Pihak koalisi juga menyoroti kecenderungan DPR dan pemerintah dalam mengesahkan berbagai produk hukum secara tergesa-gesa, tanpa memperhatikan dampak jangka panjang terhadap masyarakat. RUU KUHAP, yang akan menjadi landasan hukum dalam penegakan keadilan pidana di Indonesia, dianggap terlalu penting untuk dibahas secara diam-diam tanpa keterlibatan luas dari masyarakat.
Yayasan Lembaga Bantuan Hukum Indonesia (YLBHI), salah satu bagian dari koalisi, menyebut bahwa pembahasan revisi KUHAP kali ini lebih banyak mengabaikan prinsip-prinsip keadilan restoratif dan perlindungan terhadap korban, serta lebih condong kepada pendekatan hukum yang represif.

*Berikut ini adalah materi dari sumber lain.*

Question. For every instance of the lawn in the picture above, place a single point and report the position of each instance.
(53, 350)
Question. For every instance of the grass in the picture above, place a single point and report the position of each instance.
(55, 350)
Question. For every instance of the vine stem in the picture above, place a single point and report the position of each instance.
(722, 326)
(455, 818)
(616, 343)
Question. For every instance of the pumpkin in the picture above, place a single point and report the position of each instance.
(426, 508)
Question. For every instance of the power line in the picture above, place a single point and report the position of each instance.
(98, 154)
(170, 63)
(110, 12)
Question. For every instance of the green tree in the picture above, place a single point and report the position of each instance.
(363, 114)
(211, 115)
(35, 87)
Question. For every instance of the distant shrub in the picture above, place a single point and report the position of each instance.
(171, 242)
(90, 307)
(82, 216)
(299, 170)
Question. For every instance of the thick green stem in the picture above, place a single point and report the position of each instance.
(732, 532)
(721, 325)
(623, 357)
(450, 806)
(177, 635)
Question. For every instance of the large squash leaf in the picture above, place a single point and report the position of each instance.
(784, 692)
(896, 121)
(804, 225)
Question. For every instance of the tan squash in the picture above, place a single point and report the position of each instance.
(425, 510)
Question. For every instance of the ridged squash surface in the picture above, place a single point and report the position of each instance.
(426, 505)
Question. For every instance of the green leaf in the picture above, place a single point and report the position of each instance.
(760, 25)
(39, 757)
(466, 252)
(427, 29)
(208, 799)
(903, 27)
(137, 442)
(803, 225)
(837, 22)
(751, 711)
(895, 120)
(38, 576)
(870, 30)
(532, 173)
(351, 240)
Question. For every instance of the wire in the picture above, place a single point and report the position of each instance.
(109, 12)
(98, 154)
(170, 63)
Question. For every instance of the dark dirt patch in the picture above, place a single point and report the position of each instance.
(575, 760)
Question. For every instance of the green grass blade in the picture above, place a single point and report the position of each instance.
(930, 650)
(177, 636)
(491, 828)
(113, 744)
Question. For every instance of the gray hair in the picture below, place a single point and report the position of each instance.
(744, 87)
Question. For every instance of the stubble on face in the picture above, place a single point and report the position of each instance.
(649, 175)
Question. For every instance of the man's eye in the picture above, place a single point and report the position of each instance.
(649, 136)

Desakan agar pembahasan RUU dilakukan secara transparan dan akuntabel pun kembali mencuat. Publik berharap agar lembaga legislatif menunjukkan komitmen terhadap prinsip keterbukaan, sekaligus membuka ruang bagi masyarakat untuk berpartisipasi aktif dalam merumuskan kebijakan hukum yang adil dan berkeadilan. []
Diyan Febriaan Citra.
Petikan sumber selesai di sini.